— Вчера вечером, — визгливо продолжал чекист, — Зинаиде Евсеевне принесли уведомление о гибели мужа, Семена Аркадьевича Вилькина, и предписание немедленно освободить занимаемую квартиру. Замечу — власти позаботились о вдове комбрига, не оставили женщину на улице. Бекетовой-Вилькиной выделили койку в Городском общежитии пролетариата, хотя гражданка Бекетова-Вилькина и не имеет места работы. Однако Зинаида Евсеевна проявила себя как чуждый буржуазный элемент — ночью ее взяли при переходе границы. Шофер ваш задержан еще днем и чистосердечно признался, что вы водили с Зинаидой Евсеевной тесную дружбу.
Сердце Генриха тоскливо сжалось, и в голове мелькнула мысль — а ведь он так и не успел посмотреть на абиссинские сокровища!
— Поверьте, товарищ, исключительно по службе за Бекетовой-Вилькиной наблюдал! — торопливо заговорил Штольц. — Работа у меня такая — выявлять дезертиров трудового фронта. Бекетова-Вилькина нигде не работала, да и не собиралась работать. Но она была женой командира Красной Армии, и я не мог ей прямо выдвинуть обвинения в уклонении от общественно полезного труда. Вот я за ней и присматривал. А про инструктаж она клевещет! Не говорил я ей ничего про переход финской границы. Вы сами подумайте — я этнический немец, всей душой преданный революционной России. Я родился в этой стране, здесь же надеюсь умереть. Здесь похоронены отец мой и дед. Я мог сбежать из России тысячу раз, и все-таки я остался. Я воевал с белогвардейскими недобитками, проливал кровь за новую власть и даже удостоился высокого доверия служить в Петрогубмилиции, на должности начальника отдела по борьбе с трудовым дезертирством. Стал бы я портить себе жизнь и инструктировать чужую мне женщину, которую я даже не люблю, по поводу бегства из России?
— Ладно, не суетитесь, — голос следователя сделался мягче, усталые глаза взглянули без злости. — Проверим. Только смотрите, гражданин Штольц! Если что — наказ товарища Ленина мы выполним без промедления — шлепнем вас вместе с гражданкой Бекетовой-Вилькиной без суда и следствия по закону военного времени.
Генриху Штольцу повезло. Его не расстреляли, как грозились, а присудили двадцать пять лет мордовских лагерей.
Санкт-Петербург, наши дни
Я словно только что проснулась, с недоумением оглядывая уютный кабинет и чужую, незнакомую женщину, очень похожую на Жанну. Я видела ее раньше, перед зданием прокуратуры. Это она курила Олегу Ивановичу в лицо.

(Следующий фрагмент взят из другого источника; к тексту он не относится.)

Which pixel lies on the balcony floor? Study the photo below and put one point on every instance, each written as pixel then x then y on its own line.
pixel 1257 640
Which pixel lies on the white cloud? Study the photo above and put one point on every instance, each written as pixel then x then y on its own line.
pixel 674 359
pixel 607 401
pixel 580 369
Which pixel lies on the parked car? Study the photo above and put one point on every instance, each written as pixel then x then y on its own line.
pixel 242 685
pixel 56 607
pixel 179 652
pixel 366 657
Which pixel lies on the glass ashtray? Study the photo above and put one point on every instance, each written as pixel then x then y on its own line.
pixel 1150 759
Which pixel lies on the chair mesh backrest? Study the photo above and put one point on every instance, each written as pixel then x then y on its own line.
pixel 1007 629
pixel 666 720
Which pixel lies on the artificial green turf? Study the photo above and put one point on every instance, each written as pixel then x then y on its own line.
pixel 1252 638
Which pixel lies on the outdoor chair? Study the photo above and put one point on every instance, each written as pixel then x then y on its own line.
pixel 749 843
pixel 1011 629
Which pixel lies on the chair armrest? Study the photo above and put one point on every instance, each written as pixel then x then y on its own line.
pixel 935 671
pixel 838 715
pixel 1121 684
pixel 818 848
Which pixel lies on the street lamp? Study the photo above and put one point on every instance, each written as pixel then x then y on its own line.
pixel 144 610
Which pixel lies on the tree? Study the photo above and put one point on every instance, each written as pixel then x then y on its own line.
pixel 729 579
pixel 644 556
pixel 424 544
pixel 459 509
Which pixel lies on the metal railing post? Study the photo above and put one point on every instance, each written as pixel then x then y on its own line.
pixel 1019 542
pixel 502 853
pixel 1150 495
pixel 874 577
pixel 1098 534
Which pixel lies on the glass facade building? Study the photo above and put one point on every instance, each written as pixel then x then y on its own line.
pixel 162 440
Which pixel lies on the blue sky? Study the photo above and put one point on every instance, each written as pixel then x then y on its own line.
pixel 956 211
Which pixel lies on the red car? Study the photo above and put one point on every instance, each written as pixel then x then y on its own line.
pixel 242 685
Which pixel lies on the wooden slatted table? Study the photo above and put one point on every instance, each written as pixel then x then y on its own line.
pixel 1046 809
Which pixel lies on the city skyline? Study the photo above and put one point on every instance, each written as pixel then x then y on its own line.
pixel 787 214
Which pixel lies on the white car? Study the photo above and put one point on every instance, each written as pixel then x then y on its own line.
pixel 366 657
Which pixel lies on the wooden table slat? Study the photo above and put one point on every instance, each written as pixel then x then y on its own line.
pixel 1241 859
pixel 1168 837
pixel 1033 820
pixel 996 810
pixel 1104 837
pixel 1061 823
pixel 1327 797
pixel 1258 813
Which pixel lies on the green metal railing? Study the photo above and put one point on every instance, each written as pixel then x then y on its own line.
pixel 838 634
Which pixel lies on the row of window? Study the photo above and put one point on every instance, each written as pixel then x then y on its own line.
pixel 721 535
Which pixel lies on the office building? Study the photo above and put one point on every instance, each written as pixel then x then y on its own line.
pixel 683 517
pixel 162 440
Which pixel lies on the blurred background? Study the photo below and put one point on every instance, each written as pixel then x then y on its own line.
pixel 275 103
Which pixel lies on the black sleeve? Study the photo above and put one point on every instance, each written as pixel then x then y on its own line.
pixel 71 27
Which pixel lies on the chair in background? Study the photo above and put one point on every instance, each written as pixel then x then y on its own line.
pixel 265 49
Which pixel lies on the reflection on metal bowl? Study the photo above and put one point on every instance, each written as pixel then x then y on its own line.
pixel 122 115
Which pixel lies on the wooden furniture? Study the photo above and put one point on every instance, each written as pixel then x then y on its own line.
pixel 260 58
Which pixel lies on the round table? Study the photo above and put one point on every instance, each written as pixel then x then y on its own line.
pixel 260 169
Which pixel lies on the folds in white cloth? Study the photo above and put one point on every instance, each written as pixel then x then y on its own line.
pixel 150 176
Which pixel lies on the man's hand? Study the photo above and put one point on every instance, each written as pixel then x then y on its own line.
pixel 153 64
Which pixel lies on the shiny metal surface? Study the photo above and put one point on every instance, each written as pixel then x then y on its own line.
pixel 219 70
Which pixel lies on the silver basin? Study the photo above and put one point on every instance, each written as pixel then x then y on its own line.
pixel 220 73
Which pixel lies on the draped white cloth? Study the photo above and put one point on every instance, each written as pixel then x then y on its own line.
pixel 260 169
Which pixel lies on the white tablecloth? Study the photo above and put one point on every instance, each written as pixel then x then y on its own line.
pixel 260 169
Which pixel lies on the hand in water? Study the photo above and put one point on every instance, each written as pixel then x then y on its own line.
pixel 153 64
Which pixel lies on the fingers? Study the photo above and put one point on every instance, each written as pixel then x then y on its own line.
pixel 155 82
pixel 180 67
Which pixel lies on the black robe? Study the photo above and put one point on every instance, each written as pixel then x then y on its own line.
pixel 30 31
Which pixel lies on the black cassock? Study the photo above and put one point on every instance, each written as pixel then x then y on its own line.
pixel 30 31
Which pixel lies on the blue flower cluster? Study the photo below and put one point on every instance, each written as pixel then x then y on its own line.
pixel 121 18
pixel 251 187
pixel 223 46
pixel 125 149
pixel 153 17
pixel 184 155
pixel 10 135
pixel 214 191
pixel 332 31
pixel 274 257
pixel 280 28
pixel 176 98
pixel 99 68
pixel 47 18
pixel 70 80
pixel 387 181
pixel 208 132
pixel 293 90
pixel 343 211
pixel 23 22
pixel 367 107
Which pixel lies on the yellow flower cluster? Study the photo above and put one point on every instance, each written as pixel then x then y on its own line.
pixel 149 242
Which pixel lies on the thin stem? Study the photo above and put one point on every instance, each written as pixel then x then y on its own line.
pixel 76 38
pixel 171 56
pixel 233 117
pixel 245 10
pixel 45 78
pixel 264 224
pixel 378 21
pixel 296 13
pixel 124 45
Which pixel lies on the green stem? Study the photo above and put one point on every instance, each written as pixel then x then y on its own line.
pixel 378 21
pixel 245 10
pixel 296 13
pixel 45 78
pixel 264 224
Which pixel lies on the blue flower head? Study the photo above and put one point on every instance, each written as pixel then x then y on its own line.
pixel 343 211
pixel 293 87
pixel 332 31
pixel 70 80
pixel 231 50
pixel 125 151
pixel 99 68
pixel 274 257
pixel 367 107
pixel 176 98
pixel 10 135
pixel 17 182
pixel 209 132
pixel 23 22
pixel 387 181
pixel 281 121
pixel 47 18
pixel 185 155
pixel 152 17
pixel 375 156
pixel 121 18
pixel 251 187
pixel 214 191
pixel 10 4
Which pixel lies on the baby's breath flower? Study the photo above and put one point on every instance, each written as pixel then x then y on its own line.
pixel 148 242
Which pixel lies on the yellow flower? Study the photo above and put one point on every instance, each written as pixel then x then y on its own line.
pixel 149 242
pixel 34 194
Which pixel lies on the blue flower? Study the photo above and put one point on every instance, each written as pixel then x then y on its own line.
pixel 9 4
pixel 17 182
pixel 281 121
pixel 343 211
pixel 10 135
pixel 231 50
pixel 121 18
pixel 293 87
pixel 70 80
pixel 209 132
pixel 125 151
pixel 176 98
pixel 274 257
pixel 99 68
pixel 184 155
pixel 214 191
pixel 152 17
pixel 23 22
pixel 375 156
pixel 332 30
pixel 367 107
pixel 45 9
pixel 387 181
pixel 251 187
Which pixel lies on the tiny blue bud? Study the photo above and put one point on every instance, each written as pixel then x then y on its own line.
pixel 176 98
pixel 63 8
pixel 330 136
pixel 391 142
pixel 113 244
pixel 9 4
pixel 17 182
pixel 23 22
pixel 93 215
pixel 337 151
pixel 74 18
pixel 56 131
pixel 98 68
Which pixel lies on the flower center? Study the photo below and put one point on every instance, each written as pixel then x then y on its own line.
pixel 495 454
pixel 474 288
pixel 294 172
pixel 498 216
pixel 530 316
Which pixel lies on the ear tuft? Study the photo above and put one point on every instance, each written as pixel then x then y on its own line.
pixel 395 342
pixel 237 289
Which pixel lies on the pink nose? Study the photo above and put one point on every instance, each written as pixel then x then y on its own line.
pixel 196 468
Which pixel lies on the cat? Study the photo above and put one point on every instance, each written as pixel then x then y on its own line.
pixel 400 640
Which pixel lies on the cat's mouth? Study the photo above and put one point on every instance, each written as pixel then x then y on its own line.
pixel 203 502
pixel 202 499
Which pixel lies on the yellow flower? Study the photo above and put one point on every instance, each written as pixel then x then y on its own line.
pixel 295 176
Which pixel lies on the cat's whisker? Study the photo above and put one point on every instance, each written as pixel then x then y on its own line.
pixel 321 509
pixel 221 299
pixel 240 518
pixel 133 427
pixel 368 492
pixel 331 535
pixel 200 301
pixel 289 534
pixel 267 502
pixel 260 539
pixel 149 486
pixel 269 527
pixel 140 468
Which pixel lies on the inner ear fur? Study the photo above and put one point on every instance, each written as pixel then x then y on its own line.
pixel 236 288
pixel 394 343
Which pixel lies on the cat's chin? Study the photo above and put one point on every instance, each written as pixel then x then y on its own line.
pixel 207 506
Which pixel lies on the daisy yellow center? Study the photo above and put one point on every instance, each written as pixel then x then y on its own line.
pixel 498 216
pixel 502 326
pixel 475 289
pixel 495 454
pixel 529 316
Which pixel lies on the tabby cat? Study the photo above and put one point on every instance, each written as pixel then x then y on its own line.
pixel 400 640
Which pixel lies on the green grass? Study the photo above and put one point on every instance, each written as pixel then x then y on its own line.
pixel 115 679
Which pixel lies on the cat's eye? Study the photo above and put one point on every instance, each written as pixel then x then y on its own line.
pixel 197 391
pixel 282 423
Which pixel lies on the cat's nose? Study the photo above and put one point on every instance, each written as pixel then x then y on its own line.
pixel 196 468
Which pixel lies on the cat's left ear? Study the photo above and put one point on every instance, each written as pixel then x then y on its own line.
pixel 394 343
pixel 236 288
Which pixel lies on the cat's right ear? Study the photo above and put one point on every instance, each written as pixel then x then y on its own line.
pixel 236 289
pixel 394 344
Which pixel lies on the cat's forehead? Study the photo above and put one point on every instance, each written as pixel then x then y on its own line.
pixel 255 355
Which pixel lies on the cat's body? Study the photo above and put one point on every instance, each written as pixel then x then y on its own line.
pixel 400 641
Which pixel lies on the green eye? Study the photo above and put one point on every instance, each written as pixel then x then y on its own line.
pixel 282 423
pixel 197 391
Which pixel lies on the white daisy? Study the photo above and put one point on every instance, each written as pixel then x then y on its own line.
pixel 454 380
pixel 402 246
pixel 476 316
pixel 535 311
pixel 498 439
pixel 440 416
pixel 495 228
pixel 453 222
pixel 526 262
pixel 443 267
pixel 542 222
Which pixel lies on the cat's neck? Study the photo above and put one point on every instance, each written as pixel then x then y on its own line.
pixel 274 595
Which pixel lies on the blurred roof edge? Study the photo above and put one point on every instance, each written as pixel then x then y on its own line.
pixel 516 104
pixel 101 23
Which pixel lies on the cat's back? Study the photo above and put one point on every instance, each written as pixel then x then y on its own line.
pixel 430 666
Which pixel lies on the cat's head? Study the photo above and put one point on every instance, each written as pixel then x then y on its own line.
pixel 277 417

— Ну здравствуй, Соня, — проговорила женщина. — Я твой доктор, Лада Валерьевна Белоцерковская.
— Зачем мне доктор? — удивилась я. — Разве я больна?
Лада Валерьевна улыбнулась, сделавшись необыкновенно приятной, и тихо ответила:
— Теперь уже нет. Я помогу тебе научиться жить без тех, кого ты любишь и ненавидишь. Расскажи мне, кто обитал в твоей теплой уютной квартирке, защищенной от всех невзгод? Мама?